What are your statistical principles?
#1: Data can be singular or plural, depending on your mood
The well-known statistical methodologist Andrew Gelman recently posed an interesting question on his blog: what are your statistical principles? [Andrew Gelman]. I think about this question a fair amount, both in my reading and thinking about social science and in my day job leading an analytics and data science team. Both have taught me a healthy respect for the power of statistics and data to make predictions and decisions, as well as a healthy respect for their fundamental inability to provide the certainty that people crave.
I hoped that laying out my principles might help my readers and followers avoid my mistakes, and prevent a life of crime (against data).
Life is multi-method and truth is conditional
There’s no method that is always appropriate, and there is no right answer. A fun thing you learn in intro methods in grad school is that linear regression represents a correlational relationship between the independent variables and the predictor, not a causal one. The one exception, when correlation is causation, is when your regression has fully captured all the relevant variables and is “correctly specified”1. And that is kind of a joke, of course, because in real-world data it’s an iron-clad guarantee that your data set will never capture all relevant data and won’t be correctly specified.
Simple catch-22 with a deeper lesson: you can’t use statistics to find out the indisputable and underlying truth. Another method, facially appropriate to the situation, may give you different findings.

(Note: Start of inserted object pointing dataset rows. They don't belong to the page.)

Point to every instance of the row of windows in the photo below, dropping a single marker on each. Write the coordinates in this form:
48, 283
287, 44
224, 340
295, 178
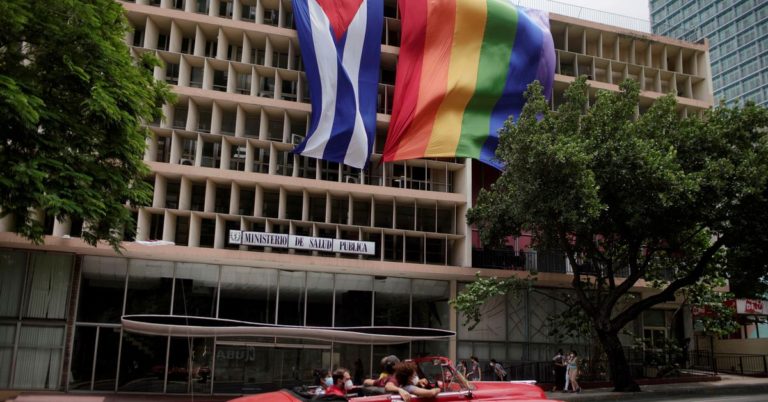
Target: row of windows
265, 82
228, 43
303, 206
277, 13
614, 72
210, 231
625, 49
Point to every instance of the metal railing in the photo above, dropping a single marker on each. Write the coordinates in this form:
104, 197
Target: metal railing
533, 261
643, 364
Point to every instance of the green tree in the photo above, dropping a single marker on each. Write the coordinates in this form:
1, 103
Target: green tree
631, 201
72, 106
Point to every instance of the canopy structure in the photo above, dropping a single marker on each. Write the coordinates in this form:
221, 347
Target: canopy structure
175, 325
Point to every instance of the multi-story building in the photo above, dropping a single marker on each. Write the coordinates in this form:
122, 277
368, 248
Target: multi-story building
737, 31
221, 161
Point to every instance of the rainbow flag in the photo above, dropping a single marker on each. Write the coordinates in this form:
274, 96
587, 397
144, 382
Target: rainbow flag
462, 71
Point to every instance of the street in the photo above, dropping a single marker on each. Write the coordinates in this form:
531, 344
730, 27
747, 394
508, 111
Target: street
719, 398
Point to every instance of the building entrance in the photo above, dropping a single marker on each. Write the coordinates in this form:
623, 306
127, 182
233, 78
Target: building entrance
252, 367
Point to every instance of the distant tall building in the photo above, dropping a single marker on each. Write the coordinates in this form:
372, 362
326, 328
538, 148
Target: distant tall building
737, 31
228, 193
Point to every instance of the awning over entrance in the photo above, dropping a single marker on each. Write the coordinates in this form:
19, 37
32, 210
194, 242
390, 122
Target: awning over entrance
174, 325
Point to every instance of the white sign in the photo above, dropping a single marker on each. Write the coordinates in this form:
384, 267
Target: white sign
301, 242
752, 306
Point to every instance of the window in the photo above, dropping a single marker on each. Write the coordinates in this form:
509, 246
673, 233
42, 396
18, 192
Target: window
196, 77
202, 6
248, 294
138, 37
172, 73
220, 80
204, 120
234, 53
280, 60
48, 287
290, 311
243, 83
162, 42
225, 9
289, 90
270, 17
188, 45
354, 300
267, 87
228, 120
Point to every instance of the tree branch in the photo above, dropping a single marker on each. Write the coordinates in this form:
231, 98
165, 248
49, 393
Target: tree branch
634, 310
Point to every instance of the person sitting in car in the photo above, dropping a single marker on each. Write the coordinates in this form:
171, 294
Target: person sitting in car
406, 379
387, 369
341, 379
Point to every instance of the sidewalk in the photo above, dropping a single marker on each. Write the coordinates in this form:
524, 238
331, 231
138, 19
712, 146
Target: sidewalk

Even if all applicable methods agree for a given data set, the “truth” you’ve uncovered is going to be conditional and subject to change. I studied Congress in graduate school, and the rules by which Congress operates (both literal and figurative) are very different in 2021 than they were in 2021, and the nature and magnitude of quantitative regularities are very different. The same is true in virtually all spheres of human life that are worth studying. If one were to somehow figure out The Truth about a given quantitative relationship, that relationship will change over some scope of time and place.
This is what I’ve taken away from the pithy saying that “all models are false but some are useful”. In most applications of statistics, whether practical or academic, I think it is best conceived as a rigorous test of whether reality is consistent with your assumptions. The methods you use are going to be based on your assumptions, and on what dimensions you care most about consistency.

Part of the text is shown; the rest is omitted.